Developers haven’t applied for any permits yet for the Ponderosa Street project, but the initial proposal calls for multiple three-story apartment buildings, a clubhouse and pool, according to documents submitted to the city by Grant Hardgrave, a civil engineer in Bend. The 192-unit apartment complex would span 8.6 acres, which are owned by multiple property owners, according to property records. Hardgrave wouldn’t comment on the proposal.
Colin Stephens, planning manager for the city, said before anything can be built, the developers will have to send notices to neighbors and go through a planning and permit process, which will give people the chance to appeal the project. In order to move forward with the project, the property owners will also have to improve a main street and residential streets near the property, as well as build a sewer line that connects to a city sewer about 1,800 feet in the north.
But Najand and other neighbors say they’ll do whatever they can to stop construction.
So far, dozens of neighbors have met multiple times to try to prevent the apartments from being built, she said. Najand worries that Bend is changing from the community it used to be and says the city shouldn’t hurt existing residents in order to accommodate for those who want to move here.
“Just because people want to live here doesn’t mean they get to live here,” said Najand. “My husband said, ‘I want to live in Malibu,’ but that doesn’t mean you get to live there.”
The Ponderosa Street project isn’t the only housing proposal to have drawn criticism from neighborhoods recently.

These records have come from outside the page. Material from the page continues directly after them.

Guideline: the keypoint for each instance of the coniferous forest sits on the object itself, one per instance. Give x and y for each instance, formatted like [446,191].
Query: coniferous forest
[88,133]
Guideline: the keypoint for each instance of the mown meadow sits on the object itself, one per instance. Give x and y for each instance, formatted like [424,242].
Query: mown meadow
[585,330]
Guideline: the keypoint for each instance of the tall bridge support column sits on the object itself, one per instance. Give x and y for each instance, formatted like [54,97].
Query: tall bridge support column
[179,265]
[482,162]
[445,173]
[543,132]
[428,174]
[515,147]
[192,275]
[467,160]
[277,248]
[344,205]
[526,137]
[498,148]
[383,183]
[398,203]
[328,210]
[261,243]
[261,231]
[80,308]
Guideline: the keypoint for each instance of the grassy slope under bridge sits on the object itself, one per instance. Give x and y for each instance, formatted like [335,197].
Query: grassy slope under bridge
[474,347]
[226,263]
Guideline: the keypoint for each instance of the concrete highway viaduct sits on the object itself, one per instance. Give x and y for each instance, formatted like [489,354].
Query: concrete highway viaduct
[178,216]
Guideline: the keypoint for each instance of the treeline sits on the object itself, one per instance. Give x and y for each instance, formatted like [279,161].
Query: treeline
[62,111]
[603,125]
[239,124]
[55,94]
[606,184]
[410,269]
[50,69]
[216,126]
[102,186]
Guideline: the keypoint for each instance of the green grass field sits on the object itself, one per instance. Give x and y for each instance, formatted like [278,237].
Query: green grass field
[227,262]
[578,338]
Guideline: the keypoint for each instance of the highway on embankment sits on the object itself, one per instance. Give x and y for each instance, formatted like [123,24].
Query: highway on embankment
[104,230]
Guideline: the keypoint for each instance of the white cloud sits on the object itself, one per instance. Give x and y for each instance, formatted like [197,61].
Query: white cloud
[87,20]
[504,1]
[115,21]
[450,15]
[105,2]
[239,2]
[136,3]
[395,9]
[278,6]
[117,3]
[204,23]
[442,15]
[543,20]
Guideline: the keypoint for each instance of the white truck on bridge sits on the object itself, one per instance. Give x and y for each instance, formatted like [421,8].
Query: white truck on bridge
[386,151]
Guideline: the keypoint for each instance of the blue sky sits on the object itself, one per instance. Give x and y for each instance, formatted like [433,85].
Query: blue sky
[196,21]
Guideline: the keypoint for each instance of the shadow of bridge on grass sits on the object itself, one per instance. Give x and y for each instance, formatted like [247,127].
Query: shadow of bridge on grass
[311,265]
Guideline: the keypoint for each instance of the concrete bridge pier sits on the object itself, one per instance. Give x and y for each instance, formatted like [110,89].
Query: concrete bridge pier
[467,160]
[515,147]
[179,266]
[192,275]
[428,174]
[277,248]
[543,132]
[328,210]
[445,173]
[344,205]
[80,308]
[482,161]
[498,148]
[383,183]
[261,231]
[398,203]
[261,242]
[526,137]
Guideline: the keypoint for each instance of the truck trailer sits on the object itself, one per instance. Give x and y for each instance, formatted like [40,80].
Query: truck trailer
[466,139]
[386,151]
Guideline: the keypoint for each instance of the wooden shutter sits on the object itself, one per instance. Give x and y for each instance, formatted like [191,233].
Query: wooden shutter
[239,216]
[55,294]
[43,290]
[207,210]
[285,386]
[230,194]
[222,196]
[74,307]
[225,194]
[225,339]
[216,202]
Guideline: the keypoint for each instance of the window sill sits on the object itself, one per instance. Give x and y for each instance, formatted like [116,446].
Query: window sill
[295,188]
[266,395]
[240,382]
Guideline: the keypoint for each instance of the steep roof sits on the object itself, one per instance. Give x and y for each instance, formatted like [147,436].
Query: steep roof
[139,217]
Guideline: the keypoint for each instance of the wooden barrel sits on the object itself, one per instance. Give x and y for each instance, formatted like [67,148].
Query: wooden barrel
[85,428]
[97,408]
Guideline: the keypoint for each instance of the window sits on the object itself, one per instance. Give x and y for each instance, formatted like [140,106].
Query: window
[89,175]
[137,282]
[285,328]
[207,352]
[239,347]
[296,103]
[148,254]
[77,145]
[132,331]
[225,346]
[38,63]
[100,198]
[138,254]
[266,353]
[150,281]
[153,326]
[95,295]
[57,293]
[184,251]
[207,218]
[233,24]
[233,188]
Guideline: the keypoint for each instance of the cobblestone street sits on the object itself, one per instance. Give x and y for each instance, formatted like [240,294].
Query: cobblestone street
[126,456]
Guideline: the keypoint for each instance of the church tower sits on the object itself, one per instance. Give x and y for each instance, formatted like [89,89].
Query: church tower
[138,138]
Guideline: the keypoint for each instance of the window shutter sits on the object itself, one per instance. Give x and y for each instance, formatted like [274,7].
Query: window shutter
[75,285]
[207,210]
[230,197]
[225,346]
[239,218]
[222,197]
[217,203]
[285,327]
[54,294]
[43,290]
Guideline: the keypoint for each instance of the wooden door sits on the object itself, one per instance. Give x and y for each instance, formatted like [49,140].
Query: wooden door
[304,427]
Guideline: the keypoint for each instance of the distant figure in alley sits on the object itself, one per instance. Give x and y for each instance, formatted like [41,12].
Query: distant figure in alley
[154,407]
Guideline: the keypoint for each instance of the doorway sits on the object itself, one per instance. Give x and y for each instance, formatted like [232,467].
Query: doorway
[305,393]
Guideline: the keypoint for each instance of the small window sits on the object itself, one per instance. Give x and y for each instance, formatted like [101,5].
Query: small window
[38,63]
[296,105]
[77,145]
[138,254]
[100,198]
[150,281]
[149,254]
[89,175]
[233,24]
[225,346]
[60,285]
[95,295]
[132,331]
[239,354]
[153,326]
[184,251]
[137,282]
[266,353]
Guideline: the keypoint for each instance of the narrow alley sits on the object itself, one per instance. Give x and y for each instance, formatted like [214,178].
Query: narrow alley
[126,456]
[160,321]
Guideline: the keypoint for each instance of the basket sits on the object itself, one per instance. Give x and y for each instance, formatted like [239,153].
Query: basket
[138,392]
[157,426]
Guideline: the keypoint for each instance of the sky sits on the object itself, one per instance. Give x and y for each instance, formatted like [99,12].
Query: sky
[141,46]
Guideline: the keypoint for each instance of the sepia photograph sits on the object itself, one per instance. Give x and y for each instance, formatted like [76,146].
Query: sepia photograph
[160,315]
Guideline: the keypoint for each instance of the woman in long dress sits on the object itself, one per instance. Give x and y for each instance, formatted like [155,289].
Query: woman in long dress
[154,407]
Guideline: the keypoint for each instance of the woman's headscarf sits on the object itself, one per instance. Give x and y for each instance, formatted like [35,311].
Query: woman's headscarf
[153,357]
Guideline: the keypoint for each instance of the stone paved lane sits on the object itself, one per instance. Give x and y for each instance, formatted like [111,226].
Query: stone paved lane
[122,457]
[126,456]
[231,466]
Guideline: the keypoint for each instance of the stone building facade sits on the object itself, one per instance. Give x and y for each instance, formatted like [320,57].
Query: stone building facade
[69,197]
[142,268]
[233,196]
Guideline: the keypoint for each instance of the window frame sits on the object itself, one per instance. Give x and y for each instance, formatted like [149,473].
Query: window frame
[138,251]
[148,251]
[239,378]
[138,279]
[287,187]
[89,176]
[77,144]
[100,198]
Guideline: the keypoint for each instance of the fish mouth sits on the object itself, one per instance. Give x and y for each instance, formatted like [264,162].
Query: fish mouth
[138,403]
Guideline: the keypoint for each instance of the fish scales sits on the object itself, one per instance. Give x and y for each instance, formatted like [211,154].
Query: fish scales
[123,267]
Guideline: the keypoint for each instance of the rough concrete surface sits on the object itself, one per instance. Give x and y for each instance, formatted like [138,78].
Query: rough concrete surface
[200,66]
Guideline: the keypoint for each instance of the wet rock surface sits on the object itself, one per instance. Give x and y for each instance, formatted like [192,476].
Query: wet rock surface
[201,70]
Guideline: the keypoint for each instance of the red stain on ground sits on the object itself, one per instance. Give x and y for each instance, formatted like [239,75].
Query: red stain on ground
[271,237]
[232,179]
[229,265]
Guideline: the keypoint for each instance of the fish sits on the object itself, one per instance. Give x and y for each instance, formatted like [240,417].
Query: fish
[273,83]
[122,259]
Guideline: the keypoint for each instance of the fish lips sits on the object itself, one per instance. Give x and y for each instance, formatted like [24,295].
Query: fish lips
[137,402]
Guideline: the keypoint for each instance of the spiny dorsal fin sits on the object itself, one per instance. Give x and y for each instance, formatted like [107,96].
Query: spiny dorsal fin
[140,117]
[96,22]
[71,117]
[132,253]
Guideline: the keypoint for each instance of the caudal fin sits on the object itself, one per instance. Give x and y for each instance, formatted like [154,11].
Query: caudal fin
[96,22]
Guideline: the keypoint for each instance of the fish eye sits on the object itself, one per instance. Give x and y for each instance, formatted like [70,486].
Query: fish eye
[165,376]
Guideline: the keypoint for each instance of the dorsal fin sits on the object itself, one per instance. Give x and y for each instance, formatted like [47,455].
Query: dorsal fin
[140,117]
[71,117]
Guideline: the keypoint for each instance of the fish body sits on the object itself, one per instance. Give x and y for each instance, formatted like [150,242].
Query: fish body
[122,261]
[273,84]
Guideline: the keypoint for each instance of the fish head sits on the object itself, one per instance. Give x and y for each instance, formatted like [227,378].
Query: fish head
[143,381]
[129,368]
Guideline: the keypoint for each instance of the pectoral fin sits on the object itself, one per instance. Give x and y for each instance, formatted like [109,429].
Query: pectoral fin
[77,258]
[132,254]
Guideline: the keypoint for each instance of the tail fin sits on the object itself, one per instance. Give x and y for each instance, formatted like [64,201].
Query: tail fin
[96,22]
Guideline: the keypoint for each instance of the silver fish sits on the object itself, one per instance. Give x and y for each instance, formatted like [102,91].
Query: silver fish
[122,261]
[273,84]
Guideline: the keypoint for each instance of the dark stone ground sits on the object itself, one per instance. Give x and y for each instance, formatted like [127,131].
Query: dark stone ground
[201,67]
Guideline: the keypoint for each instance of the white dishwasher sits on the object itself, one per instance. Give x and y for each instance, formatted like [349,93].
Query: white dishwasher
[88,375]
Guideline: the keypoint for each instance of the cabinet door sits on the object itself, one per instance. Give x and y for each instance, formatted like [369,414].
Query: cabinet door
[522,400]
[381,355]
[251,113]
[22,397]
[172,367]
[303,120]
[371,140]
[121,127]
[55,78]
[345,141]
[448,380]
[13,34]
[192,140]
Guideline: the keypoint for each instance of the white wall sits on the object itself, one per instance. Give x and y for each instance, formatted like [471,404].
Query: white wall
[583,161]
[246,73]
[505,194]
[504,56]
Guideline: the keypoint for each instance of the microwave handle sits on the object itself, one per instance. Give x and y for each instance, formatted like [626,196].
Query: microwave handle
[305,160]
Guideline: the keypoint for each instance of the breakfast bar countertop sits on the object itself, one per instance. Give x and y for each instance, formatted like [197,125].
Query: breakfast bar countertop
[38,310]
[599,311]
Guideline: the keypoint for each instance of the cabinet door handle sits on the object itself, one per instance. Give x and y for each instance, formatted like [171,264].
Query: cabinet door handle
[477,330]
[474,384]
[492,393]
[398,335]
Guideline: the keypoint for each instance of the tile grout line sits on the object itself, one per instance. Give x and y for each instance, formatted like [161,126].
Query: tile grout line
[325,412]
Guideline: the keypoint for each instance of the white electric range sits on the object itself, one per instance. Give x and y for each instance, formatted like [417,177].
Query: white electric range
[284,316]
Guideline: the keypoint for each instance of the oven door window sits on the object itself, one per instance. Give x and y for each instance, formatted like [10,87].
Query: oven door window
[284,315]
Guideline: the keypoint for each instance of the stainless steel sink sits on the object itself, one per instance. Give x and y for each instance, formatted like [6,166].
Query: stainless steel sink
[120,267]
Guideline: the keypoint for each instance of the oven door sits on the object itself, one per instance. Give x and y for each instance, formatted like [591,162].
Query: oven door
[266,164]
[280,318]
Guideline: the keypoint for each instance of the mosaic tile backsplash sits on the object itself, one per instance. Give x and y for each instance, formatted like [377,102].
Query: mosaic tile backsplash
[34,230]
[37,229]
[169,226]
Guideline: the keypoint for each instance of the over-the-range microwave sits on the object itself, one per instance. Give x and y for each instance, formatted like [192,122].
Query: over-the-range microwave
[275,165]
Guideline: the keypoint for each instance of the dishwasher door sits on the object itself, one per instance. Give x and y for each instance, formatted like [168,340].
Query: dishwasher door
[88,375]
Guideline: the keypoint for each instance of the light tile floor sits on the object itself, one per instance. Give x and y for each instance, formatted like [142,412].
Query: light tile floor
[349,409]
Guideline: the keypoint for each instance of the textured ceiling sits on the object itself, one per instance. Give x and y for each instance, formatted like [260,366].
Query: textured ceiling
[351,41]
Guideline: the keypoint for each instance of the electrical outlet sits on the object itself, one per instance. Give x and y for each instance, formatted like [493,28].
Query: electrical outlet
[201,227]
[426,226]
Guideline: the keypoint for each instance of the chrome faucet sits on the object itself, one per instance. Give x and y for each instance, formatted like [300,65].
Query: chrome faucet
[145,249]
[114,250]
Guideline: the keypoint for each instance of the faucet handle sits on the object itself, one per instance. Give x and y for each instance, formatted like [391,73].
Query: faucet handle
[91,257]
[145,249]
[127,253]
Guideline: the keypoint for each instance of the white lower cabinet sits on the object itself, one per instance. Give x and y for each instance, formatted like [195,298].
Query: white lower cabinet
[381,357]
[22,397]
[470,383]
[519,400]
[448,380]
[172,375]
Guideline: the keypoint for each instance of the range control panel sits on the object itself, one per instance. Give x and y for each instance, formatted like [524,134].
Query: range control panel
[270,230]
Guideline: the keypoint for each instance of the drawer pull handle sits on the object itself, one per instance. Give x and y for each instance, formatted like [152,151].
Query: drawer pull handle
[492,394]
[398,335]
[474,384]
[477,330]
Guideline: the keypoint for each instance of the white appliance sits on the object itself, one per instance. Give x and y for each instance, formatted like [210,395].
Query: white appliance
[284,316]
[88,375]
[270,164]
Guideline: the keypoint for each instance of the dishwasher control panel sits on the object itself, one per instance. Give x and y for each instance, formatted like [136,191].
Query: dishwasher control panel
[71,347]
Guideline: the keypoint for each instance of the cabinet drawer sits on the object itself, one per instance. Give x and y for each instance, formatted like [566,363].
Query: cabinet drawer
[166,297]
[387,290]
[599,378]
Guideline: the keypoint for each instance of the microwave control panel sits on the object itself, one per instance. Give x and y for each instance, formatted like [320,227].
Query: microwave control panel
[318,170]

Last year, hundreds showed up at a city meeting to fight a proposed apartment complex near Central Oregon Community College, saying the development was too dense for that neighborhood and could potentially drive down property values. Similarly, when the owners of a property on Reed Lane near the Bend Parkway proposed building up to 122 apartments or townhomes last summer, dozens of residents opposed it and eventually ended up appealing the city’s zone change. In 2015, a proposal to build 208 apartment units just east of Pilot Butte State Scenic Viewpoint drew opposition from a group of residents who feared the apartments will degrade recreational experiences at the butte.
Duane Oakes, who lives in the same neighborhood as Najand, said he isn’t protesting the development because he doesn’t want apartments built — he’s worried that sewer and road problems will be worsened by hundreds of new residents. He’s lived in the neighborhood for 11 years and said it doesn’t have adequate roads — or any sidewalks for that matter — to deal with the new cars and people.
Additionally, most of the homes are on septic systems, and there are no city sewer lines in the area, he said. Oakes said if the developer or city builds a sewer line in that area, homeowners will be forced to eventually pay up to $30,000 to upgrade their septic systems. Under state law, homeowners aren’t allowed to repair failing septic systems if they’re within 300 feet of a city sewer line with capacity.
“I don’t think it’s right to stick it on the backs of the residents in the neighborhood,” said Oakes.
Oakes said he would be fine with the development if it were planned for 10 years down the road, when sewers, waterlines and new roads were built in the area. But for now, he wishes the city would site high-density developments in areas that have infrastructure to accommodate them, such as central Bend and the west side.
“The city has a big problem,” said Oakes. “How can they put all this load in the area and not deal with the infrastructure?”